Quanto alle eccezioni in rito esse sono tutte infondate, sul punto sono pienamente condivisibili le argomentazioni esposte prima dal GIP e poi dalla Corte d’Appello, e, comunque, anche se non si tenesse in conto il verbale redatto il giorno (omissis) alla ore 04.00 dagli ufficiale di P.G. procedenti i quali davano atto (sia pure con riferimento all’attività di perquisizione dell’autovettura finalizzata al rinvenimento di sostanze stupefacenti) di avere avvisato l’imputato della facoltà di farsi assistere da un difensore di fiducia, l’eccezione risulta tardiva in quanto doveva essere sollevata immediatamente dopo il compimento (182, 2 comma c.p.p.), e, quindi, almeno in sede di opposizione al decreto penale di condanna.

Altrettanto dicasi in ordine all’eccezione dell’omesso avviso di deposito degli atti, la motivazione della Corte territoriale è corretta in quanto aderente sia al dato normativo che alla giurisprudenza di questa Corte.

Relativamente al secondo motivo, concernente la responsabilità penale, dato di fatto certo, in quanto comprovato dal risultato delle analisi sui liquidi biologici, è che il ricorrente avesse assunto sostanze stupefacenti, ma la circostanza di fatto, presupposto indispensabile ad integrare il reato contestato, che l’A. si trovasse alla guida di un’autovettura, è stata solo desunta con argomentazione che non regge al vaglio di tenuta logica da parte di questo Collegio.

Invero, dagli atti non emerge che il ricorrente fosse stato fermato mentre era alla guida o che, quanto meno, fosse stato avvistato alla guida di un’autovettura prima di essere fermato dagli agenti operanti nell’area di sosta.
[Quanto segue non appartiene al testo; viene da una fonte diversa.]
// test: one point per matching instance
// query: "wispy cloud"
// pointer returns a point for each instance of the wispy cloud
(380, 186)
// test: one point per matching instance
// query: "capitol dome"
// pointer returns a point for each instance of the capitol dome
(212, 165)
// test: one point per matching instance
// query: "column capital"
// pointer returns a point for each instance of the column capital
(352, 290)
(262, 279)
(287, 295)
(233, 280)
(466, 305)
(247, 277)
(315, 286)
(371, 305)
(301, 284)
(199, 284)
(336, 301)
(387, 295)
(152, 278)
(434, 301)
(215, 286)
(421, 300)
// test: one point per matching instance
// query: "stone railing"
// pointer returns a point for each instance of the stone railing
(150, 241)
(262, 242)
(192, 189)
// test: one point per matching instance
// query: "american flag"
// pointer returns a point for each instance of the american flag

Emerge, invece, che, nel momento del controllo, egli si trovava in auto insieme alla fidanzata fermo in un’area di sosta. Non è riportato alcun dato di segno opposto nella sentenza di primo grado, ed, in quella di appello si afferma “…è argomento capzioso quello difensivo secondo cui l’accertamento è stato effettuato mentre l’autovettura era in sosta nell’area di servizio e quindi l’imputato in quel momento non era alla guida. D’altronde è implausibile (non l’invoca neppure l’appellante) l’ipotesi che l’assunzione di plurime droghe sia avvenuta in quel preciso contesto spazio temporale, immediatamente prima del controllo, sì da escludere la consumazione del reato…“.

Ebbene, l’affermazione, ancorché sostenibile in via di ipotesi, non è suffragata da dati oggettivi, il che determina un vizio di motivazione. Ed invero, poiché non è dato sapere se gli agenti abbiano controllato l’autovettura con a bordo il ricorrente e la fidanzata proprio nel momento in cui si fermava, non si può escludere che l’assunzione delle sostanze stupefacenti possa essere avvenuta proprio durante la sosta nell’area di servizio e non prima che l’A. si fosse posto alla guida dell’auto.

E non è affatto vero che l’imputato non abbia invocato l’assunzione come avvenuta in quel contesto; invero, l’eccezione è oggetto specifico del secondo motivo dell’atto del gravame di merito.

Essendo questo il quadro probatorio evincibile dagli atti, si impone l’annullamento della sentenza senza rinvio.

P.Q.M.

Annulla senza rinvio la sentenza impugnata perché il fatto ascritto all’imputato non sussiste.